I’ve now spend close to 3 hours trying to get this file to their server.  I was at a loss as to how to solve this. So I did what I often do in situations like this. I jumped in the shower to think.

Now, I finally DID manage to find a way, but I’m actually not going to mention it here. The how isn’t important (though keeping the details private are probably at least a bit important.)

Anyway, here’s the thing. I agree with trying to make servers secure. We in IT have too many data breaches as it is. BUT, there is definitely a problem with making things TOO secure. Actually two problems. The first is the old joke about how a computer encased in cement at the bottom of the ocean is extremely secure. But also unusable.  So, their security measures almost got us to the state of making an extremely secure  but useless computer.

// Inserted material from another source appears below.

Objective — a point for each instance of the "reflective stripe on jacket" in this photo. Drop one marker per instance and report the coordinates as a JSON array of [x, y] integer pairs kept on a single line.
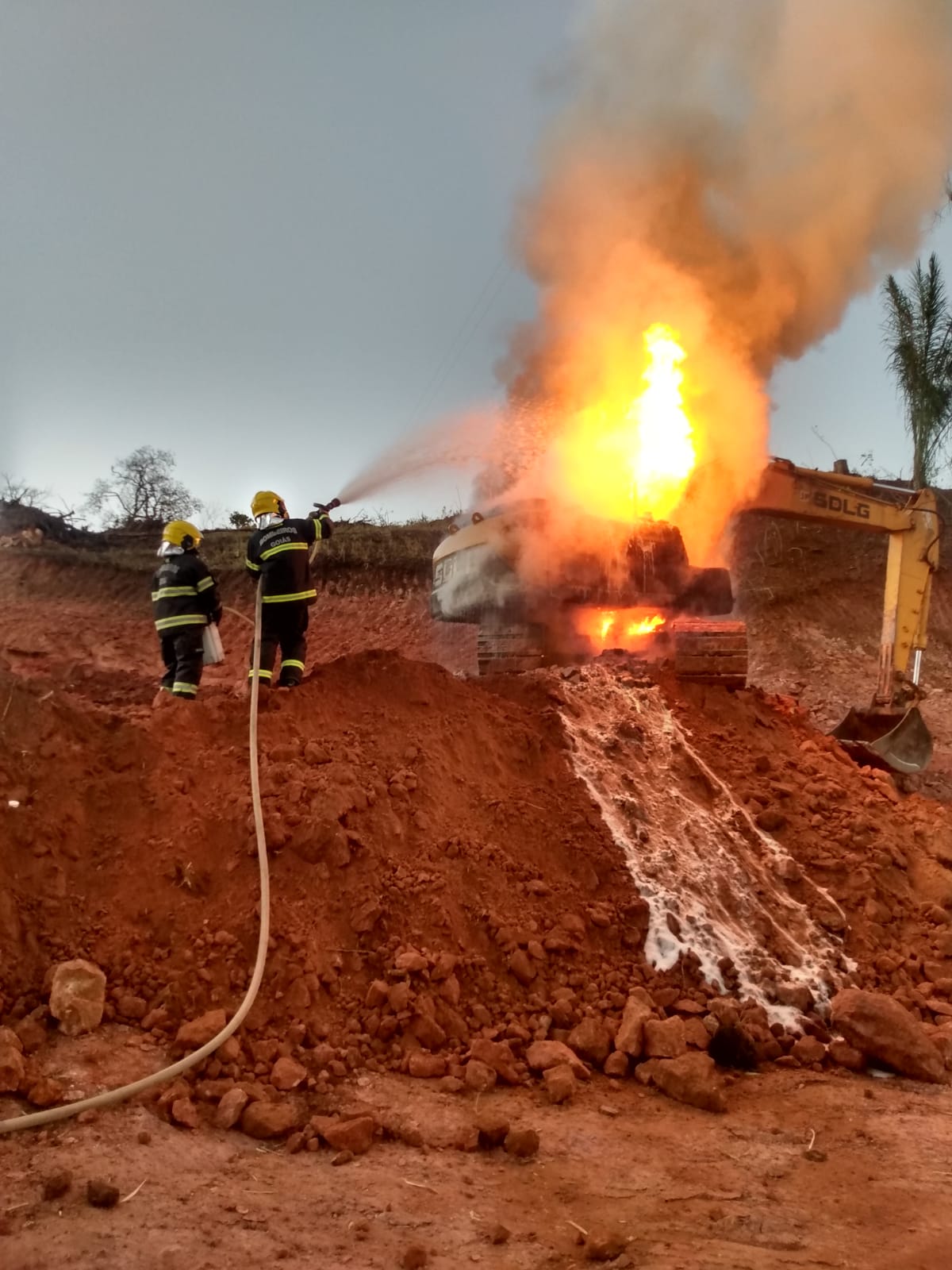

But the other problem is more subtle. If you make things too secure, your users are going to do what they can to bypass your security in order to get their job done. They’re not trying to be malicious, but they may end up making things MORE risky by enabling services that shouldn’t be installed or by installing software you didn’t authorize, thus leaving you in an unknown security state (for the record, I didn’t do either of the above.)

Also, I find it frustrating when steps like the above are taken, but some of the servers in their environment don’t have the latest service packs or security fixes. So, they’re fixing surface issues, but ignoring deeper problems. While I was “nice” in what I did; i.e. I technically didn’t violate any of their security measures in the end, I did work to bypass them. A true hacker most likely isn’t going to be nice. They’re going to go for the gold and go through one of at least a dozen unpatched security holes to gain control of the system in question. So as much as I can live with their security precautions of locking down certain software, I’d also like to see them actually patch the machines.

So, security is important, but let’s not make it so tight people go to extremes to by pass it.